S&P Global: Production increased significantly in response to new business strength

Index: The performance of the private sector in Dubai recorded its highest level in March since June 2019

The indicator confirmed that activity growth was particularly strong in the travel, tourism and construction sectors.

Photography: Patrick Castillo

The S&P Global Purchasing Managers' Index in Dubai rose from 54.1 points in February to 55.5 points in March, reaching its highest level since June 2019.

S&P Global said in a statement that the index, which measures the performance of the non-oil private sector, indicates a strong improvement in the non-oil private sector, to a greater extent than the average recorded over the 12 years of the study data.

She added that production rose last March at a noticeable rate in response to the strength of new business, and at the same time, improved performance of suppliers enabled companies to increase their inventory for the first time in four months.

The company noted that confidence in future activity rose to its highest level since December, despite a simultaneous rise in cost pressures due to higher energy and raw materials prices.

The most important results of the index, during the month of March, included an increase in demand from customers in March, and they often linked it to raising “Covid-19” measures and an improvement in the level of confidence, in addition to the acceleration of new business growth at a sharp pace, although it remained slightly weaker than the high levels recorded at the end of the year. year 2021.

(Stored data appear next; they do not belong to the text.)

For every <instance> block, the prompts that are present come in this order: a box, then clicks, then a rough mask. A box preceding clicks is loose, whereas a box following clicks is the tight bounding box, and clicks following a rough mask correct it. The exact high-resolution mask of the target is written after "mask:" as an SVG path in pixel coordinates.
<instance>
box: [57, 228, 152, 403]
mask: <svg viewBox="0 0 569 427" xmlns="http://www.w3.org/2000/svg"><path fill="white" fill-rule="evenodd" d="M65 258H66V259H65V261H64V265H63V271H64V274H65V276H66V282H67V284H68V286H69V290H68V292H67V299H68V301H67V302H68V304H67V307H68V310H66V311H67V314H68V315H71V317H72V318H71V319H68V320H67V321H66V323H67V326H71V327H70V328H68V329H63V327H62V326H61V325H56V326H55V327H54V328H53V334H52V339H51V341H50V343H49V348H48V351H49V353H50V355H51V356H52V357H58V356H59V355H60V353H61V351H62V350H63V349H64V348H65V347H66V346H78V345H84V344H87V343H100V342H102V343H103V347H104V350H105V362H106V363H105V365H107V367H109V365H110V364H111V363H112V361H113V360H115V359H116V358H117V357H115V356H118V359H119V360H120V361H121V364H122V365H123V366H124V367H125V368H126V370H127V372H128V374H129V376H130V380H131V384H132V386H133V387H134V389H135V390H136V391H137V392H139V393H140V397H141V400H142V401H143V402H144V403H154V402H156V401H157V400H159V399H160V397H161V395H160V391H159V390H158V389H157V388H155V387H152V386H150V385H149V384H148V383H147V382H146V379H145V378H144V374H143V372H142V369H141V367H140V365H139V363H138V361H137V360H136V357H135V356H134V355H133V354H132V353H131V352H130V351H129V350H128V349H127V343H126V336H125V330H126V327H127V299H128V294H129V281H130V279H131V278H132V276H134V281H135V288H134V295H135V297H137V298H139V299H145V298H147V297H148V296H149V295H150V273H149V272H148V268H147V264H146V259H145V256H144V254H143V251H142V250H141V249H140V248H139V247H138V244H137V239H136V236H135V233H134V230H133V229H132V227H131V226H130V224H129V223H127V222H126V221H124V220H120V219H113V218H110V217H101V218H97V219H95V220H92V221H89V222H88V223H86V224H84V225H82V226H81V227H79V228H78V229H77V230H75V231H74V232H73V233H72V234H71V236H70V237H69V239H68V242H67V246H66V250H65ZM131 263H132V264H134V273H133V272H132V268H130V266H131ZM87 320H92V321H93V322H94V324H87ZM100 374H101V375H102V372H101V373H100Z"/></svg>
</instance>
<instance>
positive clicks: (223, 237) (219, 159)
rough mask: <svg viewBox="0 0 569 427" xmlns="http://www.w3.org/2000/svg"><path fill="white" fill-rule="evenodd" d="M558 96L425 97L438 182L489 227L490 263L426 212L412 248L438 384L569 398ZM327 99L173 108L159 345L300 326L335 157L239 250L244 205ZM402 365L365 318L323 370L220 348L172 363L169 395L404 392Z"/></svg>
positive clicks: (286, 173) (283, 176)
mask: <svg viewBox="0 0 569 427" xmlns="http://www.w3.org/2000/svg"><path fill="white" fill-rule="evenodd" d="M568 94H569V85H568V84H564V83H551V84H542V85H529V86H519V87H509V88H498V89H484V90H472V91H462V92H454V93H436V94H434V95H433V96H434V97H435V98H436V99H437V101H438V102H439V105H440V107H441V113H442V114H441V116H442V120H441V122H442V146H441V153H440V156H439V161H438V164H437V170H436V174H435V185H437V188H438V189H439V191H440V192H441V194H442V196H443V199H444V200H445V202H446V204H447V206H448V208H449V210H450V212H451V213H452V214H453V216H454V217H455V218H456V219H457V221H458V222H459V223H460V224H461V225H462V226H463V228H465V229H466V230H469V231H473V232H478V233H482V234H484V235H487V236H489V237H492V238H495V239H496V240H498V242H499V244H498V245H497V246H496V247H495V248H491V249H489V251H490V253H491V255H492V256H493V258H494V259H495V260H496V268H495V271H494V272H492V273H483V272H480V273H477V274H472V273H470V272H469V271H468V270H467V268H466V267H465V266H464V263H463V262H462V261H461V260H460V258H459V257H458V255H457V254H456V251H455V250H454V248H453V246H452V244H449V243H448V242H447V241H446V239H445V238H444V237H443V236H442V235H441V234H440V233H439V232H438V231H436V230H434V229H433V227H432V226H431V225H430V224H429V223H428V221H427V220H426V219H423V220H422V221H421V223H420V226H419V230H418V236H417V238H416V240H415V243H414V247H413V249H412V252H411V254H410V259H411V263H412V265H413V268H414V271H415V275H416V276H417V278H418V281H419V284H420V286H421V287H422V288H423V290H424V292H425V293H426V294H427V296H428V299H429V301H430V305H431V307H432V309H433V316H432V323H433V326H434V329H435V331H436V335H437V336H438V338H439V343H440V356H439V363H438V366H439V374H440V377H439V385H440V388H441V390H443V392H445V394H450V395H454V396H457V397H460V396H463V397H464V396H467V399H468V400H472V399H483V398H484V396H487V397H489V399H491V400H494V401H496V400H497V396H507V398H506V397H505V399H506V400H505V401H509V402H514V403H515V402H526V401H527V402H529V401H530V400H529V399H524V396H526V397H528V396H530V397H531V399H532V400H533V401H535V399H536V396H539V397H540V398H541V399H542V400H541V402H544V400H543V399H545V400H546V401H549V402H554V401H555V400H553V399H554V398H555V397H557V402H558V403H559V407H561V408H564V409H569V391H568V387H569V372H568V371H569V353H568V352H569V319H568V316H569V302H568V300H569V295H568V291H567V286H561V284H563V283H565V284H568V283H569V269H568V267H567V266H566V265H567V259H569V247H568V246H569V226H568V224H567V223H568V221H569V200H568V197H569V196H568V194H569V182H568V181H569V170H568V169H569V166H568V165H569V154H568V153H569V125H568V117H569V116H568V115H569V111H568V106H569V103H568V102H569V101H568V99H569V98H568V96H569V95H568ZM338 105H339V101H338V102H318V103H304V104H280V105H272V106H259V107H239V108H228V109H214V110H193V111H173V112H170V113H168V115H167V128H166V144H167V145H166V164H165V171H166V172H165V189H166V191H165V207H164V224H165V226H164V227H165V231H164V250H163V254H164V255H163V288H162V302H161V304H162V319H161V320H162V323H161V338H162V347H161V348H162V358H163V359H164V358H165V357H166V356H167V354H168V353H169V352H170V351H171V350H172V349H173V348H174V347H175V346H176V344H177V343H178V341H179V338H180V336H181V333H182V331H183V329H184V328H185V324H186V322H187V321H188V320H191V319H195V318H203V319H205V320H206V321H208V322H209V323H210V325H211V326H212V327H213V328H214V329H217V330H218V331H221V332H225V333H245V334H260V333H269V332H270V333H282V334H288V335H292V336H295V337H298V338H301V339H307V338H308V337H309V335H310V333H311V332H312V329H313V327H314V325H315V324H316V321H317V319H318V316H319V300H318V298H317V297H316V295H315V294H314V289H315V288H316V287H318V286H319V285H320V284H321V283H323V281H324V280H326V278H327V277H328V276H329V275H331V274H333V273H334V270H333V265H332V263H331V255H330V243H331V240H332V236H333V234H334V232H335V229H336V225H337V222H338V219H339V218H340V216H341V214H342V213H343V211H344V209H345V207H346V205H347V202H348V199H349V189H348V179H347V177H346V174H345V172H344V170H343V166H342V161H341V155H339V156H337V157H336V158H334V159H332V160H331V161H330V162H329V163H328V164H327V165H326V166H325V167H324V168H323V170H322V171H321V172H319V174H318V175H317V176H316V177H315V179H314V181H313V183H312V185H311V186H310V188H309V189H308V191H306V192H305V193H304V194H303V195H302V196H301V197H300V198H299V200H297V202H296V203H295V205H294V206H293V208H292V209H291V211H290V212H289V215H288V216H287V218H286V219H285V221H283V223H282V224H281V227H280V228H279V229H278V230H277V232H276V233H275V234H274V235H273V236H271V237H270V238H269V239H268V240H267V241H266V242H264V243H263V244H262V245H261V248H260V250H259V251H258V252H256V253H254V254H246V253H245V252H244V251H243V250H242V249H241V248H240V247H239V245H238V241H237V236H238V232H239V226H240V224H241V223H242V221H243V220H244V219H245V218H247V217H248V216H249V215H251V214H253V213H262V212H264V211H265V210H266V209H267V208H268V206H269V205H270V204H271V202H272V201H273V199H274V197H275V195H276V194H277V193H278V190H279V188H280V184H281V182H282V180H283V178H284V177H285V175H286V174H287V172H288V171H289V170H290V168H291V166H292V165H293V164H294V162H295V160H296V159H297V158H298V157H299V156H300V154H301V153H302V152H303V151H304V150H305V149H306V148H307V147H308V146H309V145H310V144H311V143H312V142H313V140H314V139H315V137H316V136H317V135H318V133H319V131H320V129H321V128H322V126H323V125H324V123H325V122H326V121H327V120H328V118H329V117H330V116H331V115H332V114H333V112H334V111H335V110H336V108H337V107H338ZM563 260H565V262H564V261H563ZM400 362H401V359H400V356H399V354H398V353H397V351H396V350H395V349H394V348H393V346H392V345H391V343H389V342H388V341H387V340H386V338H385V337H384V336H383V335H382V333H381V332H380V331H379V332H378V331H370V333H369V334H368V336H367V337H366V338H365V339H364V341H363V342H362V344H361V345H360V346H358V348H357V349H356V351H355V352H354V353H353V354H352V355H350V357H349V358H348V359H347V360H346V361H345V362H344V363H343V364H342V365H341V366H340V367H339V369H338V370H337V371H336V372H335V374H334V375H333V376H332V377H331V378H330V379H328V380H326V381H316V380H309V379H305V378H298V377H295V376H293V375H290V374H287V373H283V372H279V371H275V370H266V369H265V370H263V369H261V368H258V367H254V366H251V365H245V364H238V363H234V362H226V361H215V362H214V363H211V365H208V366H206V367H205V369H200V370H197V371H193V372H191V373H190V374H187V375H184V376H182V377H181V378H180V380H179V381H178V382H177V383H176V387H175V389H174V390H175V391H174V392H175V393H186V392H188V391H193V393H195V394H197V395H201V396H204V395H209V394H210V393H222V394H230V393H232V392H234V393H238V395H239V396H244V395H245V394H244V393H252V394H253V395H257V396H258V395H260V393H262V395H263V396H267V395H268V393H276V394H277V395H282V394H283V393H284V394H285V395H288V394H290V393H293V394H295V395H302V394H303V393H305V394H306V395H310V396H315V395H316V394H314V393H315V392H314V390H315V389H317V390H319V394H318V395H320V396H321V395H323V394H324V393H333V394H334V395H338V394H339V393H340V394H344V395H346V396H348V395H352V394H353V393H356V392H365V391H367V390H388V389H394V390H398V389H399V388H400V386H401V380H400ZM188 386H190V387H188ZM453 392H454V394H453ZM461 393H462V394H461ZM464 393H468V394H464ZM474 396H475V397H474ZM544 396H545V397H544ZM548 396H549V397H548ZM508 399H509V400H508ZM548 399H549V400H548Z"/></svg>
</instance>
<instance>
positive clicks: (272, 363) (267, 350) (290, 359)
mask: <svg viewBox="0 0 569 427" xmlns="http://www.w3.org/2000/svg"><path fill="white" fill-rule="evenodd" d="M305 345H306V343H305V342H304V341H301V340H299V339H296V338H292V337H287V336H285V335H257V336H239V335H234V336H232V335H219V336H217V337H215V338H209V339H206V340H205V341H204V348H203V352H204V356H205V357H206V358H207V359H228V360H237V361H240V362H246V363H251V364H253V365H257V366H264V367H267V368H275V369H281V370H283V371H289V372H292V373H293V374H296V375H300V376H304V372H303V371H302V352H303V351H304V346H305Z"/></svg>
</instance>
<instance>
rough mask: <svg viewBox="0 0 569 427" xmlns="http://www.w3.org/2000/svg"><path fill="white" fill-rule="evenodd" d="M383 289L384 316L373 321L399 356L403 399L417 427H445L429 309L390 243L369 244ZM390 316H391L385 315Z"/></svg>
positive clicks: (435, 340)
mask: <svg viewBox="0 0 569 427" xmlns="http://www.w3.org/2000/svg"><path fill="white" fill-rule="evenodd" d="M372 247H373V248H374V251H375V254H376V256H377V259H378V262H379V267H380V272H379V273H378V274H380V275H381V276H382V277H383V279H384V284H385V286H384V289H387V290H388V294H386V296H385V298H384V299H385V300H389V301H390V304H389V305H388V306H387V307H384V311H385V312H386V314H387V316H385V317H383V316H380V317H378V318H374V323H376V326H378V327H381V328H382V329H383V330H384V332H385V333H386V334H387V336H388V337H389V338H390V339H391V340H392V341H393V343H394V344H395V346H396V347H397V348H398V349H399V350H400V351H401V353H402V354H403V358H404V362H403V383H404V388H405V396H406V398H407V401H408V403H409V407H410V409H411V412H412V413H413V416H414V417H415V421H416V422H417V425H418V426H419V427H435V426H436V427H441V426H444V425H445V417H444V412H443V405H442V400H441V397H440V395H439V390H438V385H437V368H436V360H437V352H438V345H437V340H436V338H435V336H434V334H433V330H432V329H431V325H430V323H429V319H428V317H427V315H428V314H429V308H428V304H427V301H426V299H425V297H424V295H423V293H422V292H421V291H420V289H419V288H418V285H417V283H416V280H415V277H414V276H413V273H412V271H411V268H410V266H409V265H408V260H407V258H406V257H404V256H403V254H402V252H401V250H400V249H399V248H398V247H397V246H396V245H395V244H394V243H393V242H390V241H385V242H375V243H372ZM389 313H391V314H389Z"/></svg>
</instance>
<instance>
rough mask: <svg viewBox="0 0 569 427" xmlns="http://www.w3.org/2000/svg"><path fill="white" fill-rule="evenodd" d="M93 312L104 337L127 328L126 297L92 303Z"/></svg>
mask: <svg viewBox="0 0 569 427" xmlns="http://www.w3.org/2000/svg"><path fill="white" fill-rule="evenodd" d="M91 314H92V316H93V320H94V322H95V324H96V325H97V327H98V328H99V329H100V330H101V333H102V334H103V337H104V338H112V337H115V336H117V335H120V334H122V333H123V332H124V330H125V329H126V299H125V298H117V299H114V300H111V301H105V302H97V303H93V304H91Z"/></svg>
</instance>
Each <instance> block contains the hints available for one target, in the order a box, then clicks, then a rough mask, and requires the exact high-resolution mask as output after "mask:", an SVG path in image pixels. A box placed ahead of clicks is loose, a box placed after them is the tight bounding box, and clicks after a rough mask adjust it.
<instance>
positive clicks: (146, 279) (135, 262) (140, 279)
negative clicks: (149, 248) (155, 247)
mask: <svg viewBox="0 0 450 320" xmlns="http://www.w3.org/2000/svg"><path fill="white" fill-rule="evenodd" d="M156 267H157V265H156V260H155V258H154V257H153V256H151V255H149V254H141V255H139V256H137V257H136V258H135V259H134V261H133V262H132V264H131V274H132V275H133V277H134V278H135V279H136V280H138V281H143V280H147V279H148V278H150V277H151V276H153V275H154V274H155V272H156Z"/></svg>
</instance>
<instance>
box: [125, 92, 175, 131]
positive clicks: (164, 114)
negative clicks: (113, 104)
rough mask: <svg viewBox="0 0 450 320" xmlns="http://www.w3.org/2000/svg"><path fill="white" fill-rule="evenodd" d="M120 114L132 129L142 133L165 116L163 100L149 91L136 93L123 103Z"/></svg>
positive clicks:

Production levels have also increased to the most since July 2019, with more than a quarter of firms seeing an increase since February.

Activity growth was particularly strong in the travel and tourism and construction sectors, where the recovery in international tourism and an increase in construction projects led to strong recovery rates.

Following the rapid improvement in business conditions, companies in Dubai were more confident that activity would grow over the next 12 months during the month of March.

The degree of optimism also rose for the second month in a row to the highest level since December, and was slightly above the average recorded in 2021, and the renewal of storage operations for production requirements.

Total inventories also rose for the first time since November of last year, although the rate of increase was slight.

The accumulation of inventory helped reduce supplier delivery times for the third month in a row, which represents the longest streak of improvement in supplier performance since mid-2020, with employment levels raised in March, for the fourth consecutive month.

However, the data indicated that the rise was generally marginal.

Input costs and product prices continued to move in opposite directions in March, with the former seeing an increase for the 14th consecutive month, as many companies highlighted a sharp rise in energy and raw materials prices in the aftermath of the war in Ukraine.

Selling prices have been reduced again, as companies have stated that they are offering discounts and promotions to support the recovery in sales.

The rate of reductions was slightly lower than in February, reflecting some companies passing on increased costs to customers.

• Confidence in future activity rose to its highest level since December.